Réunis au fastueux château de Fontainebleau à l’occasion d’un déjeuner, les deux dirigeants ont fait part de leur volonté de «coopérer dans tous les domaines afin de résoudre ensemble les problèmes internationaux et régionaux communs». Les Emiratis font preuve de largesses en France. Ainsi, la restauration du théâtre du château a été financée à hauteur de 10 millions d’euros par le frère de Mohammed ben Zayed (MBZ). Mais on est loin, il est vrai, des placements émiratis en Grande Bretagne et/ou aux USA.
Pour Gérard Vespierre, directeur de recherche à la Fondation d’études pour le Moyen-Orient (FEMO), «il y a quatre grands axes: la lutte contre l’islam politique, les opportunités économiques que présentent les émirats, l’intérêt mutuel pour les secteurs de haute technologie et le militaire.»
En effet, MBZ, le ministre de la Défense d’Abou Dhabi, est un féroce combattant de l’islam politique, en particulier celui porté par les « Frères musulmans », promus par le duo turco-qatari. Que ce soit en Égypte où il soutient le Président al-Sissi, ennemi juré de la mouvance frériste, en Libye, où il soutient le maréchal Haftar ou en Méditerranée orientale, où il dénonce l’agressivité turque, le dirigeant se pose en rempart face à cet islam politique.
Sur le plan économique également, le pays offre de séduisantes perspectives à Paris. Les Émirats renferment 6% des réserves prouvées de pétrole au monde avec une population nationale réduite (10,4 millions d’habitants, dont seulement 12% de souche). Ces dispositions en font un partenaire économique privilégié, et le volume des échanges commerciaux bilatéraux s’est établi à 4,8 milliards d’euros en 2019.
Les occasions d’investissements réciproques sont légion. Le fonds souverain d’Abou Dhabi promettait ainsi en 2020 d’investir un milliard d’euros dans les fleurons de l’économie française.
«Les Émirats arabes unis sont les leaders du monde arabe et musulman dans le domaine des hautes technologies», rappelle le directeur de recherche à la FEMO. Les secteurs du spatial et de l’intelligence artificielle les intéressent particulièrement.

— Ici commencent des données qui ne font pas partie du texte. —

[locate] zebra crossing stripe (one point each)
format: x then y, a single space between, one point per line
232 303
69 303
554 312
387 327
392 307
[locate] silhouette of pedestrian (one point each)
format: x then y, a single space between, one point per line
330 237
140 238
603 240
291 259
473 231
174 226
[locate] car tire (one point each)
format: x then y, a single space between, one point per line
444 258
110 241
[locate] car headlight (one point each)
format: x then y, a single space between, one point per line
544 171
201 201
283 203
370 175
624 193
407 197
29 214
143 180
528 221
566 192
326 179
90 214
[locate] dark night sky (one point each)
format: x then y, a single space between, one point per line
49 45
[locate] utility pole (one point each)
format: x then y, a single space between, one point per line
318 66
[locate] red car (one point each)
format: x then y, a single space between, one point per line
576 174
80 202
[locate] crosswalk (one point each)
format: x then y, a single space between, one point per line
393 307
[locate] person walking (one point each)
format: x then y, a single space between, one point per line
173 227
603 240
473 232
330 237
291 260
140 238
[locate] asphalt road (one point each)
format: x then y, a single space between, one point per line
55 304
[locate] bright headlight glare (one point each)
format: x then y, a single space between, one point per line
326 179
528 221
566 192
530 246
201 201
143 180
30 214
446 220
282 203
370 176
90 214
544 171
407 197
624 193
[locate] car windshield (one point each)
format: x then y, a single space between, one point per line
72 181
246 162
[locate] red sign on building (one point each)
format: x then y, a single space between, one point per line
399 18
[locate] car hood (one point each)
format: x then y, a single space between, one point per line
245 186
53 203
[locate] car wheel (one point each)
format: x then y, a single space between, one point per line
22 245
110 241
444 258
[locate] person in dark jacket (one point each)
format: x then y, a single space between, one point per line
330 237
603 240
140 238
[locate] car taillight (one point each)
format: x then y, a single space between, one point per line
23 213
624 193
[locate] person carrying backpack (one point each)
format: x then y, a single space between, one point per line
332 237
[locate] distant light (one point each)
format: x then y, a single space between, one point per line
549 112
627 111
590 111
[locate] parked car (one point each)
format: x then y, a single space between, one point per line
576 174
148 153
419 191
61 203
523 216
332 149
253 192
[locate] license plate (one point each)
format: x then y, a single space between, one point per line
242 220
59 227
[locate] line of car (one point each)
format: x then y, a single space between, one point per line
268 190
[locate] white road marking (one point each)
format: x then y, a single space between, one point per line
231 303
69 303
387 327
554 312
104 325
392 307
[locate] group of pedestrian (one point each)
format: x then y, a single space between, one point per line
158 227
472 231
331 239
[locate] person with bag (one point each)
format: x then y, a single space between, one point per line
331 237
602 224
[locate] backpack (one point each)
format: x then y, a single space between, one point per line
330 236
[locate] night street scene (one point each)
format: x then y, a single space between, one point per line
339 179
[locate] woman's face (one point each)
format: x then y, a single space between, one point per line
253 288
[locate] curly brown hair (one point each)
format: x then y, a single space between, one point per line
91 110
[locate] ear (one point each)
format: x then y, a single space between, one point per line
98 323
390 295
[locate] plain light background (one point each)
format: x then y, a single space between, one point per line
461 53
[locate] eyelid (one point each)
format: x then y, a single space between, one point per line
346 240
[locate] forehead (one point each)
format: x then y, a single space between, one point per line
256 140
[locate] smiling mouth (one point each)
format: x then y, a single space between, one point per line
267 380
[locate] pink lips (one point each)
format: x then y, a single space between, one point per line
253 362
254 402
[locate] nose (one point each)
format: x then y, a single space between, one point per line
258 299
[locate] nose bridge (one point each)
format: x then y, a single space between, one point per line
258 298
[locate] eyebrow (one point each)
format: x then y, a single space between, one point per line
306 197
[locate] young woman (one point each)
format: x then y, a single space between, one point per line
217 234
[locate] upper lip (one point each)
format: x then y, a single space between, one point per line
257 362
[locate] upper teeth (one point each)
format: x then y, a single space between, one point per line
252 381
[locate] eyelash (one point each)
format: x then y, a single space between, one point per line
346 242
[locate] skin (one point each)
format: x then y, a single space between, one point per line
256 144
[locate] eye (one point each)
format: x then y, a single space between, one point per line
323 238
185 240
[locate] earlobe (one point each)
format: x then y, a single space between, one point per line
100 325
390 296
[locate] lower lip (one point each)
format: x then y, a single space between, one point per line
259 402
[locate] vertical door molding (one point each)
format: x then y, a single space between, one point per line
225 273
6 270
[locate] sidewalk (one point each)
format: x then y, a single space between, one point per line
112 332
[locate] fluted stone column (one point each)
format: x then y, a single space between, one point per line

Deux secteurs d’avenir dans lesquels ils investissent largement. Encore un domaine d’intérêt mutuel entre les deux pays.
Enfin et surtout, Abou Dhabi est un partenaire majeur de la France du point de vue militaire. Les deux pays sont liés depuis 1995 par un accord commun de défense. Depuis 2009, la France dispose dans la capitale des Émirats d’une base aérienne stratégique pour ses opérations au Moyen-Orient. Celle-ci a notamment servi à l’évacuation vers l’Hexagone des derniers ressortissants français d’Afghanistan, ainsi que de citoyens afghans en danger. C’est également de cette base que partaient une partie des jets qui allaient frapper l’État islamique en Irak, comme en Syrie.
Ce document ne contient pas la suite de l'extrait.